• Neuromodulation · Jul 2006

    Transverse tripolar spinal cord stimulation: results of an international multicenter study.

    • John C Oakley, Francisco Espinosa, Hans Bothe, John McKean, Peter Allen, Kim Burchiel, Gilbert Quartey, Geert Spincemaille, Bart Nuttin, Frans Gielen, Gary King, and Jan Holsheimer.
    • Northern Rockies Regional Pain Center, Billings, Montana, USA; Department of Surgery, Kingston General Hospital, Kingston, Ontario, Canada; Westfälische Wilhelms-Universität, Klinik für Neurochirurgie, 48149 Münster, Germany; MacKenzie Health Sciences Centre, Edmonton, Alberta, Canada; Department of Neurological Surgery, Oregon Health & Science University, Portland, Oregon, USA; Neurosurgery Department, Moncton Hospital, Moncton, New Brunswick, Canada; Department of Neurosurgery, De Wever Hospital, Heerlen, The Netherlands; Department of Neurosurgery, U.Z. Gasthuisberg, Leuven, Belgium; Medtronic Neurological, Columbia Heights, Minn, USA; and University of Twente, Deptment of Electrical Engineering, Enschede, The Netherlands.
    • Neuromodulation. 2006 Jul 1;9(3):192-203.

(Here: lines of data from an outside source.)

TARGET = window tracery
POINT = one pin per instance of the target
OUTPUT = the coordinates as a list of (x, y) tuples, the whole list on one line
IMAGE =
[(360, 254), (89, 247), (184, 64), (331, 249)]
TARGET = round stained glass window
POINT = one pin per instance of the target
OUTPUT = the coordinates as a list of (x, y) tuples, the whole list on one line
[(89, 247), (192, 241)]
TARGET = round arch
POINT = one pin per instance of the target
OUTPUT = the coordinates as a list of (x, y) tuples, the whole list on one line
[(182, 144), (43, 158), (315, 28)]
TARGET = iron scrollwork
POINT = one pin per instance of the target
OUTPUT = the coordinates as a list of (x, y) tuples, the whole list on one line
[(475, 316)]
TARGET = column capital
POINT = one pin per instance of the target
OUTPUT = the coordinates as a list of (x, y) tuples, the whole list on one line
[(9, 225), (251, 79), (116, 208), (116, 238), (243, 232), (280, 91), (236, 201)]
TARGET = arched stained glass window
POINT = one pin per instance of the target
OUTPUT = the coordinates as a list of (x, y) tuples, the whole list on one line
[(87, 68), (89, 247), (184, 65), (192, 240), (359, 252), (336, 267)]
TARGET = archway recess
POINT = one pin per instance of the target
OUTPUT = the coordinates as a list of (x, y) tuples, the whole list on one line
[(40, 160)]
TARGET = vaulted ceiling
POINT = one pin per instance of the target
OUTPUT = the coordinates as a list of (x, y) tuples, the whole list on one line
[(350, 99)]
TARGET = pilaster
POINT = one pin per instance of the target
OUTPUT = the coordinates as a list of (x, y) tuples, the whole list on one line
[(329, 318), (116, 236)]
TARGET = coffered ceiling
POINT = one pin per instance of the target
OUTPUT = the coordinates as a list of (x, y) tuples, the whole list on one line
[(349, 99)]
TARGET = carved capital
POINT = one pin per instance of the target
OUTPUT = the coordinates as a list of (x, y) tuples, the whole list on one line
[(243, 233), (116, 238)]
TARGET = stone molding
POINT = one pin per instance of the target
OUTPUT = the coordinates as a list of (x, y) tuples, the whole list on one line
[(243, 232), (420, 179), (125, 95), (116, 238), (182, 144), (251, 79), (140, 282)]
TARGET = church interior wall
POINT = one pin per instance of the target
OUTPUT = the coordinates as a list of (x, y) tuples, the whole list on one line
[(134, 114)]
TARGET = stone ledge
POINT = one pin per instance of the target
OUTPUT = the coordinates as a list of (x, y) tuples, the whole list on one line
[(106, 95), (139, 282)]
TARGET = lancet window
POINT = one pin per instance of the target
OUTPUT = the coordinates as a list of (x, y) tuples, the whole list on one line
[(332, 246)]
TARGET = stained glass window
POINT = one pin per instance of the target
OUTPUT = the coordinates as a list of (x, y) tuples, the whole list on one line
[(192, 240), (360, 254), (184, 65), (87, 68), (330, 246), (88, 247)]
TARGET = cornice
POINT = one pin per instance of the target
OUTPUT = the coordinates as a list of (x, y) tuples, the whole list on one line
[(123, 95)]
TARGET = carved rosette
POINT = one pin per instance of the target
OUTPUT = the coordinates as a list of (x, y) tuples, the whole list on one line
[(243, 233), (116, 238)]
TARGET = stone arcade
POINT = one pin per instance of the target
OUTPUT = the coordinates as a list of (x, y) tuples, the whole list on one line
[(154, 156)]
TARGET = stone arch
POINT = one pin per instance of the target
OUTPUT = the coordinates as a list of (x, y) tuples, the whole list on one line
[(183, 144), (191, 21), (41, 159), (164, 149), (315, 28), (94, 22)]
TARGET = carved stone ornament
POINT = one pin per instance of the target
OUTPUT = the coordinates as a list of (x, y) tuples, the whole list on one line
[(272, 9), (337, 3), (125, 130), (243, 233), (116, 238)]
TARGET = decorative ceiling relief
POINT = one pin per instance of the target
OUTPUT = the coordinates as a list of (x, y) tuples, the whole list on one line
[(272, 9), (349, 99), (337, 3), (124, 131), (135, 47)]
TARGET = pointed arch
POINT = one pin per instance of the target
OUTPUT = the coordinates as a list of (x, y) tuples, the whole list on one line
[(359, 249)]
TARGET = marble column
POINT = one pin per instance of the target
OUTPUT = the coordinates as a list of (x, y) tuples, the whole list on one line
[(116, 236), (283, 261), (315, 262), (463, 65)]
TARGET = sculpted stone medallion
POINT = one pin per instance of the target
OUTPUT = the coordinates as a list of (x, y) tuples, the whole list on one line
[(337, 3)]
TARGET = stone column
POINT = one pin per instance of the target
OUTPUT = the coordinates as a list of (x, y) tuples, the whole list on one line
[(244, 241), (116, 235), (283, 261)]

    AbstractExperienced neurosurgeons at eight spinal cord stimulation centers in the United States, Canada, and Europe participated in a study from 1997 to 2000 investigating the safety, performance, and efficacy of a Transverse Tripolar Stimulation (TTS) system invented at the University of Twente, the Netherlands. This device was proposed to improve the ability of spinal cord stimulation to adequately overlap paresthesia to perceived areas of pain. Fifty-six patients with chronic, intractable neuropathic pain of the trunk and/or limbs more than three months' duration (average 105 months) were enrolled with follow-up periods at 4, 12, 26, and 52 weeks. All patients had a new paddle-type lead implanted with four electrodes, three of them aligned in a row perpendicular to the cord. Fifteen of these patients did not undergo permanent implantation. Of the 41 patients internalized, 20 patients chose conventional programming using an implanted pulse generator to drive four electrodes, while 21 patients chose a tripole stimulation system, which used radiofrequency power and signal transmission and an implanted dual-channel receiver to drive three electrodes using simultaneous pulses of independently variable amplitude. On average, the visual analog scale scores dropped more for patients with TTS systems (32%) than for conventional polarity systems (16%). Conventional polarity systems were using higher frequencies on average, while usage range was similar. Most impressive was the well-controlled "steering" of the paresthesias according to the dermatomal topography of the dorsal columns when using the TTS-balanced pulse driver. The most common complication was lead migration. While the transverse stimulation system produced acceptable outcomes for overall pain relief, an analysis of individual pain patterns suggests that it behaves like spinal cord stimulation in general with the best control of extremity neuropathic pain. This transverse tripole lead and driving system introduced the concept of electrical field steering by selective recruitment of axonal nerve fiber tracts in the dorsal columns.